Friday, April 29, 2005
CCHS releases accreditation report
The New England Association of Schools and Colleges (NEASC), which gives accreditation to schools, has 49 recommendations and a number of commendations for Concord-Carlisle High School. The aim of the NEASC is to give an independent view on how to improve the school.
The NEASC had many good things to say about the CCHS. They valued the depth of the curriculum and how much time teachers have to talk to each other and to students. They liked the variety of teaching techniques and the self-evaluation done by students. There is a lot of support for new teachers and support from the parents. It is an atmosphere that celebrates student learning and accomplishments. In terms of leadership and organization, the NEASC saw good working relationships and a general commitment to excellence.
Areas for improvement
The report also suggested some areas for improvement. The CCHS mission statement was considered weak for a high school, as were some school-wide practices and policies. The NEASC felt there was inadequate exchange between Carlisle and Concord about curriculum, and more discussion and coordination is needed. CCHS Principal Art Dulong said that he plans "to review the mission statement and the curriculum, and write down our practices." In addition, the school will need to send home crisis procedures. Dulong said ,"We have crisis procedures but we have never sent them home."
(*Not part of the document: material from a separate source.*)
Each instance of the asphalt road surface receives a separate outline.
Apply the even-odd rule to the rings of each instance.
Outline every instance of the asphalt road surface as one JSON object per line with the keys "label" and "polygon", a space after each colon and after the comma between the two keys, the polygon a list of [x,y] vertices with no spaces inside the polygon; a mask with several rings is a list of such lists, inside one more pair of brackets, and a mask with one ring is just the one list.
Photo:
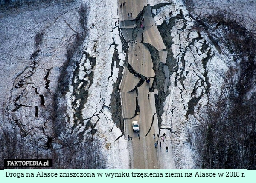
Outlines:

Other recommendations have to do with room usage. The visitors found no empty rooms available at any time. Not only were classrooms always in use but the writing and computer labs were always busy. Teachers have difficulty getting computer time. Dulong pointed out that "if he had an empty room near the math department, he would add another math course. It's a case of the building driving priorities."
There were a number of recommendations "to strengthen the external supports necessary for us to accomplish our mission." In the report, there is a list of problems with the building, including no communication line between each classroom and the office, deficient lighting and lack of classroom availability. Also, the CCHS computers need more capacity to store student records. Dulong said he just received fireproof filing cabinets for records.
In the 1970s, 50% of students went to college, the number is now 95%. As these demographics changed, programs like Home Economics and Wood Shop wetre eliminated. A criticism from the NEASC was the lack of programs for non-college-bound students.
With the current system of leveling in math, language and science, are students all placed at the highest level they are capable of? The NEASC is concerned that since students are no longer tracked, are they all being challenged?
Dulong seemed to be at a loss about one recommendation, accounting for students' whereabouts during "open campus" time, when upper classmen are allowed to leave campus during their lunch breaks. It seems to be a contradiction in terms.
In response to the NEASC findings, the Administration will prepare a special report addressing the recommendations by next fall. A two-year report will give very specific responses to a lot of the recommendations and a five-year report will specify a plan for all the remaining recommendations as they must be addressed before the next 10-year cycle begins again.
A copy of the NEASC Report will be available at Gleason Library in the next few weeks.